18.1 Moving Data Files to Your Project Folder

When working on your biostatistics project, it is essential to keep all relevant files organized within your project folder. Do not leave your data files in the Downloads folder or other scattered locations on your computer. Keeping them in one place ensures reproducibility, ease of access, and avoids lost files.

For instructions on how to download files and move them to your project folder, refer to Downloading Files.

18.1.1 Why Keep Files in the Project Folder?

  • Ensures that file paths remain consistent across different computers.
  • Prevents accidental deletion or misplacement.
  • Allows for easy collaboration when sharing your project folder.
  • Helps maintain reproducibility in your analyses.

18.2 Organizing Data Files

To maintain an orderly project structure, store all your data files in a dedicated folder within your project.
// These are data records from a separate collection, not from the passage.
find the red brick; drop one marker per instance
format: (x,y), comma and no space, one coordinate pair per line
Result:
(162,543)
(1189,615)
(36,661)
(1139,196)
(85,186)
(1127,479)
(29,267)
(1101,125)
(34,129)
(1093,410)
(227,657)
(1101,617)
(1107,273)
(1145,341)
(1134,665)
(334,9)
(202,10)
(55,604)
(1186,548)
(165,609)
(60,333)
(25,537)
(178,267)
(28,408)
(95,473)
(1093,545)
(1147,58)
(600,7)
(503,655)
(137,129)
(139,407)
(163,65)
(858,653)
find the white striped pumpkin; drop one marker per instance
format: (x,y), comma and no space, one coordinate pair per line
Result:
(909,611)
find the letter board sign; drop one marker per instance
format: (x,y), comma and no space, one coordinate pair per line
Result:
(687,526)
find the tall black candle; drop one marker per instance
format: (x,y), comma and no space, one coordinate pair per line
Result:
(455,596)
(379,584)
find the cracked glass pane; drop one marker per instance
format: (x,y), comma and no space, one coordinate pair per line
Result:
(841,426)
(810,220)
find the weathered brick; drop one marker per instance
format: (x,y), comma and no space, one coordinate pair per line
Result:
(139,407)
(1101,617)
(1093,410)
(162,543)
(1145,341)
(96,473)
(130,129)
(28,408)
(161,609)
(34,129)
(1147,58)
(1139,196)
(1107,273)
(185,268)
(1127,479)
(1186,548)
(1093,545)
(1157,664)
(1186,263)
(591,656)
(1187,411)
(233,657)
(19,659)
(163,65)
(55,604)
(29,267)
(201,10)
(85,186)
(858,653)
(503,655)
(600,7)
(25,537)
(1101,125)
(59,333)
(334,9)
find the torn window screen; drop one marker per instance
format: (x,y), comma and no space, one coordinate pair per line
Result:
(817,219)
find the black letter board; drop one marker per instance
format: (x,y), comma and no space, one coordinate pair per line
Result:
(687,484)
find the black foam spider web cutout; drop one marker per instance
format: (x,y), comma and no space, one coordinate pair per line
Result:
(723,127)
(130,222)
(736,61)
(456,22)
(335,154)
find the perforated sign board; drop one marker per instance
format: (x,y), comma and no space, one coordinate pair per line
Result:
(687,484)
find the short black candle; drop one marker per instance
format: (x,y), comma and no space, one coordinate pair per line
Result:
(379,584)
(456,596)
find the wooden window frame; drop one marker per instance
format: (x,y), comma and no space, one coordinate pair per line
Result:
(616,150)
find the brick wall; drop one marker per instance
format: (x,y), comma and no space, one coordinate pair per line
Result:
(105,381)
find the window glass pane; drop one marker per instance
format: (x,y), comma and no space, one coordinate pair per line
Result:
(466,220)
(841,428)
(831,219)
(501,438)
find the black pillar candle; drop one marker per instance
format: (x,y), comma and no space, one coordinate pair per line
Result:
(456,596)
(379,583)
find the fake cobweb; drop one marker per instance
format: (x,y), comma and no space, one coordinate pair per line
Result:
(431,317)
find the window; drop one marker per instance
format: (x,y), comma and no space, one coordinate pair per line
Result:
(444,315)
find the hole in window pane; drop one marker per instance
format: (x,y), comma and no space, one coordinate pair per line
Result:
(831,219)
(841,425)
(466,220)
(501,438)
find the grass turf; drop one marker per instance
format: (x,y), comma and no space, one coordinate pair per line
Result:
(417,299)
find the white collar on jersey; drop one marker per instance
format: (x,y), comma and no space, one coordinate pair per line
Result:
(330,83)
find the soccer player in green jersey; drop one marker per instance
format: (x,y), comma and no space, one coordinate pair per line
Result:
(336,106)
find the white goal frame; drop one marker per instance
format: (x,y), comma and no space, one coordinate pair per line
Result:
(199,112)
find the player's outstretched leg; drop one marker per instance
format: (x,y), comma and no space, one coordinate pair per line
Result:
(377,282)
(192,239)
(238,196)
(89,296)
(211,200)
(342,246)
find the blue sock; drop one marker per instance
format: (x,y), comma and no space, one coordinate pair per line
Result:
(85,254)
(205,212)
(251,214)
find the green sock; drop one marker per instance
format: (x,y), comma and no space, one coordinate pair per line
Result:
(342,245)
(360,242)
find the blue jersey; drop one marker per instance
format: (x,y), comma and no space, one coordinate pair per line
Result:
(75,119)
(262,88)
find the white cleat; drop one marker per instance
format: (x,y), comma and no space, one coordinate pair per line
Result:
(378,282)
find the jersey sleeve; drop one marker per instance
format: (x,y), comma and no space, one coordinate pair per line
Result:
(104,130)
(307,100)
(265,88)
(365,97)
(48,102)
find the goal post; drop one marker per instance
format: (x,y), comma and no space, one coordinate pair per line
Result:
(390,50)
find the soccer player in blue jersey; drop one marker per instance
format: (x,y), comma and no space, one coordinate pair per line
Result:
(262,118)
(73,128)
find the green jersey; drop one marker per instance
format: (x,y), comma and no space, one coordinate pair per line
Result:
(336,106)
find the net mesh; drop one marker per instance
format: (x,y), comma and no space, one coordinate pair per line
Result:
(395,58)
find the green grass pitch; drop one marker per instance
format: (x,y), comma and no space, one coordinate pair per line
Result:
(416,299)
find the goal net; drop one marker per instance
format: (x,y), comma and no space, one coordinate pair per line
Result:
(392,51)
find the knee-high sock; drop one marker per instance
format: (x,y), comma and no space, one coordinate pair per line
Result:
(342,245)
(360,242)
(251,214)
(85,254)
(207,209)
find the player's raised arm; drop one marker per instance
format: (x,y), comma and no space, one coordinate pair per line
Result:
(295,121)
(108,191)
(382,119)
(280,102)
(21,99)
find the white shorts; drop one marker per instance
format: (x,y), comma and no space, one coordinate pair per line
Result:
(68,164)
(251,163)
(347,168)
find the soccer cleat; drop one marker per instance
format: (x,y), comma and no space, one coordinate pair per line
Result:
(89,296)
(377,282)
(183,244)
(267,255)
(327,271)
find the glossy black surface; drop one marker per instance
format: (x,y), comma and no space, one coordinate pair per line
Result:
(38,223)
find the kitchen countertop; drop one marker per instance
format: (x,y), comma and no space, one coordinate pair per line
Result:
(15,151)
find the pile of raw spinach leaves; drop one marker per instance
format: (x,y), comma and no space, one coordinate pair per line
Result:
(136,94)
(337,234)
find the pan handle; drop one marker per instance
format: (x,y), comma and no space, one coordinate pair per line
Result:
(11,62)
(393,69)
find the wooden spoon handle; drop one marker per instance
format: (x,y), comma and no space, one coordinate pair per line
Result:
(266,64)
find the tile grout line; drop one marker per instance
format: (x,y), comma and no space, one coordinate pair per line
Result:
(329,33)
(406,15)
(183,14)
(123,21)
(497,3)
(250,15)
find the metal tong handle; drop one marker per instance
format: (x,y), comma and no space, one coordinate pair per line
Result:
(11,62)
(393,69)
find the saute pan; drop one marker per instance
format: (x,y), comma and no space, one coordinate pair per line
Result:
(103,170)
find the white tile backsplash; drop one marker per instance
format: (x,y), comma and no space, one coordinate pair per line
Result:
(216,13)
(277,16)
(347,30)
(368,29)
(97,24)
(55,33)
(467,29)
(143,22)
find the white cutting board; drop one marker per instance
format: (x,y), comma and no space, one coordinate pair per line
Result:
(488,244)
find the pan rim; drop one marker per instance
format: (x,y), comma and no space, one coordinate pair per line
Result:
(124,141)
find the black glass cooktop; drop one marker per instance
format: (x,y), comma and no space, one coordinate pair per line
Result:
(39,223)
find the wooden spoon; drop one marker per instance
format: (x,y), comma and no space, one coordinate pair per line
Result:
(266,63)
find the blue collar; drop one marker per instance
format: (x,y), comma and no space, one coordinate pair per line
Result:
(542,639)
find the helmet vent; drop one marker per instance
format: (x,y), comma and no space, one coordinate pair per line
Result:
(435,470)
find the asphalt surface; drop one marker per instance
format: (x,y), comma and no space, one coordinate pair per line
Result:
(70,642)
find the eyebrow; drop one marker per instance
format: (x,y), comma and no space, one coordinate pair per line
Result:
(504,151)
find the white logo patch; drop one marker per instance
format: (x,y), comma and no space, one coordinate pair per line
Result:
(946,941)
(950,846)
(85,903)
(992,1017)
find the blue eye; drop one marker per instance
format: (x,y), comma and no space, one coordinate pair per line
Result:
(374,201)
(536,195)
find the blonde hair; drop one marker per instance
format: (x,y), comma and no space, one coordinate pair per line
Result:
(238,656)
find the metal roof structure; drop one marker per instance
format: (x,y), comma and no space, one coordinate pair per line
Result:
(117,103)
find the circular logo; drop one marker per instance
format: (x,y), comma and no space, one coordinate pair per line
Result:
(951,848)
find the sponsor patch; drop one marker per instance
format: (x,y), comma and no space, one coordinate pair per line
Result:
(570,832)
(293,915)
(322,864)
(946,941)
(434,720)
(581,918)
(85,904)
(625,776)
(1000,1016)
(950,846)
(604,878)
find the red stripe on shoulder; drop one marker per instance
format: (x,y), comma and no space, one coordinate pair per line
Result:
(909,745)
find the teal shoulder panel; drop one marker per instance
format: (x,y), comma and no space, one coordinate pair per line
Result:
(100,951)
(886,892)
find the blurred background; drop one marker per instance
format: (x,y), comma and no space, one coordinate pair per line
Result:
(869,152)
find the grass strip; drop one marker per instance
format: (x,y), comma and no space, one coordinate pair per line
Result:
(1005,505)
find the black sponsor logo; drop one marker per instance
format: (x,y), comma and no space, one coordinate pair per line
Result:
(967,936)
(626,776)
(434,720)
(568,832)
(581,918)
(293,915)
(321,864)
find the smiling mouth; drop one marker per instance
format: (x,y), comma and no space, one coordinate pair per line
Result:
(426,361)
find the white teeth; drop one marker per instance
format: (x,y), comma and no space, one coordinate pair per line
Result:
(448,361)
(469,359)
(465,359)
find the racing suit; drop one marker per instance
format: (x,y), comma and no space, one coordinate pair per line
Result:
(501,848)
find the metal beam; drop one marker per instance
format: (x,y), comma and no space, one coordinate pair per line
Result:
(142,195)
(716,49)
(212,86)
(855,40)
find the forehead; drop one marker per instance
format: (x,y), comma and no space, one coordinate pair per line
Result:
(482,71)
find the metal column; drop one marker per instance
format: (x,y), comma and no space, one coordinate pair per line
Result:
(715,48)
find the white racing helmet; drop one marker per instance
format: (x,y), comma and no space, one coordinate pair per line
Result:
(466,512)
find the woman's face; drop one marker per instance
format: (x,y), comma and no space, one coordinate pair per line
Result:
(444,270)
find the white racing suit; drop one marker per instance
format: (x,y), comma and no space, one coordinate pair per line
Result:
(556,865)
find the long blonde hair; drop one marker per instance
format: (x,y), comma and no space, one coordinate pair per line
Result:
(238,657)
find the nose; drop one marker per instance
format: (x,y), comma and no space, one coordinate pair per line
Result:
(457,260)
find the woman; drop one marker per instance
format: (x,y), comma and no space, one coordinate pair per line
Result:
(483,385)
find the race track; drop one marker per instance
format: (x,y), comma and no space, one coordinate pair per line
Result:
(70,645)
The recommended approach is:

  1. Create a data/ folder in your project directory.
  2. Move all downloaded datasets, CSV files, and raw data into this folder.
  3. Always reference data files using relative paths in R:
library(readr)
read_csv("data/my_dataset.csv")

18.3 Managing the Data Folder in Git Repositories

If your project is tracked using Git and stored on GitHub, you should not include raw data files in the repository. Instead, you should:

  1. Instruct Git to ignore the data/ folder by adding it to your .gitignore file. Open your .gitignore file and add:

    data/
  2. Store data source information in a repository README file. This file should include:

    • Where to obtain the data.
    • Any preprocessing steps needed before analysis.
    • A description of file formats and column meanings.
  3. Why exclude data files from Git?

    • Privacy: Some datasets may contain sensitive or proprietary information.
    • File Size: Large files can slow down the repository and cause sync issues.
    • Canonical Source: Storing only links to data sources ensures all collaborators use the same original dataset without unintentional modifications.

18.4 Summary

  • Always move your data files into your project folder to maintain organization and reproducibility.
  • Use a data/ folder to keep datasets structured and manageable.
  • Exclude raw data from GitHub using .gitignore and document data sources in a README file.

Following these best practices will help you work more efficiently and keep your analyses well-organized.